In series terms, Genesis #16 completes the late Genesis movement that followed the great transcendence arc of Genesis #10–#13. Genesis #14 externalized the question through Earth hemispheres and human polarity. Genesis #15 internalized it through a vertical consciousness field. Genesis #16 then steps back and asks the deeper meta-question: what is the actual relation between structure and awareness? That is why the uploaded source material repeatedly treats it as a philosophical-scale drawing rather than simply another body-map or cosmogram. Its concern is not just what consciousness is or what it becomes, but how cosmos and consciousness co-arise.
From a mathematical and symbolic standpoint, Genesis #16 is especially strong because it keeps the terms of its inquiry so clear. Left panel: circle-square, symmetry, star polygon, corner nodes, contained blueprint. Right panel: face, hemispheres, third-eye sequence, coded border field. The clarity of those relations is what makes the work so powerful. It is sophisticated, but not confused. The panels are distinct. Their relation is legible. Their interdependence is the meaning.
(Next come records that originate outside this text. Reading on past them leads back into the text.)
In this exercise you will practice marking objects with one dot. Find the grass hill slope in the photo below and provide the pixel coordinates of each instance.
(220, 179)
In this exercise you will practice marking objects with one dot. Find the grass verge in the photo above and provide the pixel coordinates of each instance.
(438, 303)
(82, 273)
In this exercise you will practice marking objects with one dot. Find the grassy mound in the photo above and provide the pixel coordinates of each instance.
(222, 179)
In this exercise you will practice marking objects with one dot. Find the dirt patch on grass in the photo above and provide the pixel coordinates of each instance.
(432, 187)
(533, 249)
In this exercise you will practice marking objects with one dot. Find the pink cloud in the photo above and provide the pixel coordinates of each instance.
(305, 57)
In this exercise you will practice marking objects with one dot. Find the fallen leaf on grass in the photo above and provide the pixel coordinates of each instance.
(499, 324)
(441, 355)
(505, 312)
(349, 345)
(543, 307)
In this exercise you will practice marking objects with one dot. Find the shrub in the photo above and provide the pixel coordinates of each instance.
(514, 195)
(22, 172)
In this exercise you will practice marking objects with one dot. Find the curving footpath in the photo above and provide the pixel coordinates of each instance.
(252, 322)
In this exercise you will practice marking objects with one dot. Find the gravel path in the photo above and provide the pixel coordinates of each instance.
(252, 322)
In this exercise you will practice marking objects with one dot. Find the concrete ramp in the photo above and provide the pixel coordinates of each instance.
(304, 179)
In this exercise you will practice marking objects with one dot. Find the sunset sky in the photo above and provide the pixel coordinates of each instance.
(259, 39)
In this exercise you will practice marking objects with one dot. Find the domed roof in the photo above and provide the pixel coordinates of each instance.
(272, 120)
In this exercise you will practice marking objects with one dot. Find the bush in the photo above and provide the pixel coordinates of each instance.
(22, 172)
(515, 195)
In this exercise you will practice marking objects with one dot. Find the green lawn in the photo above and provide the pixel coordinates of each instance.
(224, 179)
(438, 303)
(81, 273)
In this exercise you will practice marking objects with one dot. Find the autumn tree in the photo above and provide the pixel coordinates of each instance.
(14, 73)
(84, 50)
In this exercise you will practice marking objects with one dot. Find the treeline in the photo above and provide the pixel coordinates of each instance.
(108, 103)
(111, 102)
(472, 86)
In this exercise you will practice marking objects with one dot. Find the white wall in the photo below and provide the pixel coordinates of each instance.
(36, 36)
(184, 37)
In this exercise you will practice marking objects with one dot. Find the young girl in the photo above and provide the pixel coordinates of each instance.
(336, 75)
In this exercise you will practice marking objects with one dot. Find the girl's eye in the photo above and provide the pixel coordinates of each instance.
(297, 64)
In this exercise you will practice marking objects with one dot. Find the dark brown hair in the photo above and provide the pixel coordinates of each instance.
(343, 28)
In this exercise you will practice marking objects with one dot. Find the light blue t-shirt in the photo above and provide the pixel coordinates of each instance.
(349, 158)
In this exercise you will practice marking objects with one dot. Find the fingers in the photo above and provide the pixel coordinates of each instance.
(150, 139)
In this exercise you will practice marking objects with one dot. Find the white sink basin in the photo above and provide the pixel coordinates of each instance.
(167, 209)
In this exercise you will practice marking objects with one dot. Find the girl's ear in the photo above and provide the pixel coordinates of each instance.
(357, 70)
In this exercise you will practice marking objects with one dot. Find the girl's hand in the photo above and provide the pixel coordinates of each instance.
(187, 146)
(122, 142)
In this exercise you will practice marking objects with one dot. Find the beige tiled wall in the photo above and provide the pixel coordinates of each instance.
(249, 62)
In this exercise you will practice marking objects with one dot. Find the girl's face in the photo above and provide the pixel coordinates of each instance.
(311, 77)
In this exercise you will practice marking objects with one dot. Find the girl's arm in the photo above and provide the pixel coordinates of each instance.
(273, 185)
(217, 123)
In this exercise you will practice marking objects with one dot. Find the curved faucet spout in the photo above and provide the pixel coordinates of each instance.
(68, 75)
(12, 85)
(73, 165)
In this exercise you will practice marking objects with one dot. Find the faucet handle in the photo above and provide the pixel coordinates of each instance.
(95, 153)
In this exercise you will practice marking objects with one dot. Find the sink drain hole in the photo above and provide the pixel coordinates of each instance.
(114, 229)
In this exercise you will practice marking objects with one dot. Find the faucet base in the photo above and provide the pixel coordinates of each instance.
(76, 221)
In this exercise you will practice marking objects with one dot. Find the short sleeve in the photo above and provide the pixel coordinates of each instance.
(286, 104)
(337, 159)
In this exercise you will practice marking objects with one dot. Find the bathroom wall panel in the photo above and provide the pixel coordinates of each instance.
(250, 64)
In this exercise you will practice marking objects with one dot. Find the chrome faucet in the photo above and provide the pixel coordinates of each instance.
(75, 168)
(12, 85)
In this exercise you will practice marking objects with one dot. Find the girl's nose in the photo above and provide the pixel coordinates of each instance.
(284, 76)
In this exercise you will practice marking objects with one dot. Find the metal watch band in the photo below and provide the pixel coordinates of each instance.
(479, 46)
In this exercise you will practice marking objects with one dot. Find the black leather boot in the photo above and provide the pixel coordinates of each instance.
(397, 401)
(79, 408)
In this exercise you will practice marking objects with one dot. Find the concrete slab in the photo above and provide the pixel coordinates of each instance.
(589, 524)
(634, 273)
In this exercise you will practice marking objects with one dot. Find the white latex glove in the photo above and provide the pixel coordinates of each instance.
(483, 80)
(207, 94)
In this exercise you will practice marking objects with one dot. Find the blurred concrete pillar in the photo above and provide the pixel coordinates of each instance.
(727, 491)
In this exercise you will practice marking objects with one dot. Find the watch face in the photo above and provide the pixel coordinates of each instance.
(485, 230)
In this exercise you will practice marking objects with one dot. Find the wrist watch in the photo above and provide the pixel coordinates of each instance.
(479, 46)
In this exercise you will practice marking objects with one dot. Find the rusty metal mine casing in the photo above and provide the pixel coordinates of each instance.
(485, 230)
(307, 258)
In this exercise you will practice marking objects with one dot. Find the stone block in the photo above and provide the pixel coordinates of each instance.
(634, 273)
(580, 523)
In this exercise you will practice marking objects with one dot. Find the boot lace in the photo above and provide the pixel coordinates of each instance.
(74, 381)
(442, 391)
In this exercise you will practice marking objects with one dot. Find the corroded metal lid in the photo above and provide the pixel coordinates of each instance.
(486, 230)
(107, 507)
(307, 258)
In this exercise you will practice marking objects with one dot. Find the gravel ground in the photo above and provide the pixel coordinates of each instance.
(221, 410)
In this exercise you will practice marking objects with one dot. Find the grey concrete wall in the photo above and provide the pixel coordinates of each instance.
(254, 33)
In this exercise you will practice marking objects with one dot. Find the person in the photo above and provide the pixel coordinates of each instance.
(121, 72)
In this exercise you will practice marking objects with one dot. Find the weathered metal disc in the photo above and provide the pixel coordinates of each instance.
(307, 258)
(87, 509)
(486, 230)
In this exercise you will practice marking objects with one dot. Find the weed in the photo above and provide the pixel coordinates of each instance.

The deepest significance of Genesis #16 is therefore not simply that it contains a geometric panel and a face. It is that it stages the paradox that lies at the heart of the whole Genesis project: the universe is pattern, but pattern alone is not enough; consciousness is witness, but witness alone is not enough. Reality emerges where the two meet. Genesis #16 is the drawing in which that relation becomes visible.
Selected works within this series are also available in alternative colour renderings and, in some cases, as sectional derivative formats. See “Derivatives, Colour Variants, and Format” on the main Drawing Analysis page.
-
Genesis #16 is one of the clearest drawings in the series because it splits its message into two side-by-side parts.
On the left is a purely geometric panel. It is built around a circle inside a square and filled with interlocking lines, triangles, and star-like forms. It feels abstract, mathematical, and impersonal — as though it is showing the hidden structure or blueprint behind reality itself.
On the right is a human face. That immediately changes the feeling of the work, because the image now has a witness. Above the face are two large circular forms placed where the brain hemispheres would be, and above them is a small vertical sequence like a third-eye or crown structure. So this panel feels like consciousness, mind, and awareness entering the picture.
That is the key to Genesis #16: it is not just showing geometry and not just showing consciousness. It is showing both, side by side, and making the viewer understand that they belong together. The left panel says there is an underlying order to reality. The right panel says that this order becomes meaningful when it is perceived by a conscious being.
A simple way to understand the drawing is this: the left panel is pattern, the right panel is awareness, and the whole image says that creation happens in the relationship between them.
That is why the diptych format is so important. Earlier Genesis works usually kept everything inside one integrated field. Genesis #16 deliberately separates the two aspects and then asks the viewer to hold them together. In doing that, it becomes one of the most philosophical drawings in the whole sequence.
The work suggests that reality is neither only structure nor only consciousness. It is both at once — the cosmos becoming aware of itself through form and perception together.